Covid, 10mila morti in tredici mesi: la pandemia uccide, ma sempre meno

Raggiunta quota 40mila. Nel 2020 furono 15mila i decessi fra marzo e l’8 maggio, 30mila il totale a fine marzo 2021

Covid

Covid

Milano, 4 maggio 2022 - ​Era il 23 marzo del 2021 e il drammatico contatore ufficiale delle vittime del Covid in Lombardia sfiorava la soglia, psicologica e simbolica, dei trentamila decessi. Il 2 maggio 2022 la cifra è più alta di 10mila unità. Diecimila vite spezzate dal virus che oggi con le riaperture, con l’eliminazione del green pass per la gran parte delle attività sembra quasi essere un ricordo. Dati ufficiali spesso contestati. Perché una revisione dei casi ha convinto l’Istituto superiore di sanità a ricalcolare i decessi come sovrastimati del 10%, mentre per paradosso l’Istat, nel periodo del 2020, al massimo della potenza del Sars-Cov2, stimava un anno fa, quando i decessi erano 30mila, seimila vittime in più non classificate come causate dal Covid rispetto alla media di un anno normale. Tutto frutto dei dati di anagrafe.

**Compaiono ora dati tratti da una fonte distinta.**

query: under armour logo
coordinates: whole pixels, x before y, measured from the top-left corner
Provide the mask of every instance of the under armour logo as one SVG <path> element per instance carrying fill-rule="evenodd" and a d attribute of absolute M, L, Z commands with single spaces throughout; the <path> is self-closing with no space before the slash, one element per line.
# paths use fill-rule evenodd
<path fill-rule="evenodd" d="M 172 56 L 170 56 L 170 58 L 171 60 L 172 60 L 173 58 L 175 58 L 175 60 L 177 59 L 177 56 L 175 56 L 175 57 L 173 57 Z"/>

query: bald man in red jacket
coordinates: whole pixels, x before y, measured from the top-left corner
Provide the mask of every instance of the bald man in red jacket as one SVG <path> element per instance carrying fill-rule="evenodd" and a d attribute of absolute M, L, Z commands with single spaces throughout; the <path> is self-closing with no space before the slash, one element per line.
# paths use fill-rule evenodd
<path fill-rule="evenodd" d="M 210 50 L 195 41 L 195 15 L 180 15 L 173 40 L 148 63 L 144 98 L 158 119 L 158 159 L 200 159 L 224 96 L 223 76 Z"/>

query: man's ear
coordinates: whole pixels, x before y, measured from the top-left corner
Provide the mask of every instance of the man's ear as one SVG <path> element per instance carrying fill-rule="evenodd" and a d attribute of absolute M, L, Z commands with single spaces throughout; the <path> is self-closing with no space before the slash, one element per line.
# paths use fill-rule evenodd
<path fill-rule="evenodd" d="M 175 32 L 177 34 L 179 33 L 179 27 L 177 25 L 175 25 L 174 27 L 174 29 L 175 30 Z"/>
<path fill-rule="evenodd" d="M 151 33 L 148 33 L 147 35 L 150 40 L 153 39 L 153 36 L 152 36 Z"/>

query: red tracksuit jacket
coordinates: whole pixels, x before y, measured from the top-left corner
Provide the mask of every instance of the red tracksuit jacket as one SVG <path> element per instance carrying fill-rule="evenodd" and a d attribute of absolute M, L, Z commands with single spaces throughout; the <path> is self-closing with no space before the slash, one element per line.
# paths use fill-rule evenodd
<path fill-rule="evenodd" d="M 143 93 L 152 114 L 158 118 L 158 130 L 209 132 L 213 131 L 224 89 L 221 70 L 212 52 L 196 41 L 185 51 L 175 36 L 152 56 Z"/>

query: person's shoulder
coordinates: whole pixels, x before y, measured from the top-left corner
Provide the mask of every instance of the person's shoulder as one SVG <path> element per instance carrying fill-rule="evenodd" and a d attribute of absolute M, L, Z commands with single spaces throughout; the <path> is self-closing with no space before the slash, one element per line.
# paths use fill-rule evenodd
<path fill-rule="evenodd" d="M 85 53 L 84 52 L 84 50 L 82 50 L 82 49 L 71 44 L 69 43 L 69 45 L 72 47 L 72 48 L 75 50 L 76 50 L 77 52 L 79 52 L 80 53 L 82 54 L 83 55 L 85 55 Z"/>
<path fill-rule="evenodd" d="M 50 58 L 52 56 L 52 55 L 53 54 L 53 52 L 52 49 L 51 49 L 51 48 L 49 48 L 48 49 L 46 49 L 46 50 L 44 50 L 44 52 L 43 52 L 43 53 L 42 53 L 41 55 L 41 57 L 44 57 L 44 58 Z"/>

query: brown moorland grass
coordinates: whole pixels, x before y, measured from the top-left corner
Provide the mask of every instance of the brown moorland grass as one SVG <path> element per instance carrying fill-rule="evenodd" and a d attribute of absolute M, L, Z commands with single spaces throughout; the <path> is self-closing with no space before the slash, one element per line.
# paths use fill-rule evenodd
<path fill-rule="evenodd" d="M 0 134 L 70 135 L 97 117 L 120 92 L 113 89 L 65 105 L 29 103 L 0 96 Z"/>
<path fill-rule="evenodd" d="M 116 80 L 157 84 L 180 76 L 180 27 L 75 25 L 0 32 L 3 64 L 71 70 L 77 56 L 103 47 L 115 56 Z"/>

Al di là delle oscillazioni e delle stime sull’attendibilità precisa del calcolo, la cifra ufficiale, la rapidità con cui i decessi crescono o rallentano, restano però una cartina di tornasole sull’aggressività della malattia e sulla sua diffusione nel territorio. Tredici mesi fa, quando si superava la soglia dei 30mila, si viaggiava ancora al ritmo di 90-10 vittime al giorno. Ieri, invece, erano 22. Il confronto fra la situazione di maggio 2021 e quella di ieri è, ancora una volta, tutta nell’effetto vaccini. Il 23 marzo di un anno fa, infatti, si contavano 7.165 ricoverati, di cui 213 in Rianimazione. Il bollettino regionale, invece, registrava ieri 1.176 ricoverati, di cui 34 in Terapia intensiva. Numeri che fanno la differenza fra la zona rossa e una relativa tranquillità, specie se si tiene conto dei contagi quotidiani. Il giorno in cui superammo i 30mila decessi si contavano 3.643 tamponi positivi, ieri 9.590: quasi seimila in più.

In sintesi: oggi abbiamo molti più positivi, molti meno malati ricoverati in reparti ordinari e in Terapia intensiva, e soprattutto decessi ridotti a un quinto. Lontani i tempi in cui, specie nelle aree della Bergamasca e della Bassa Lodigiana, i decessi erano tanti da non poter essere attribuiti con certezza al virus. Al punto di registrare un +36% di decessi nel confronto fra 2020 e la media fra 2015 e 2019: da 99mila morti a 136mila, 36mila in più. Di questi 16mila soltanto a marzo, 8mila ad aprile e 5mila a novembre. I mesi della prima e della seconda ondata. Tutto questo ormai è archiviato. Ma la vigilanza resta alta, anche in vista dell’autunno, quando la ripresa dei contagi e l’ipotesi di nuove varianti potrebbe tornare a creare problemi.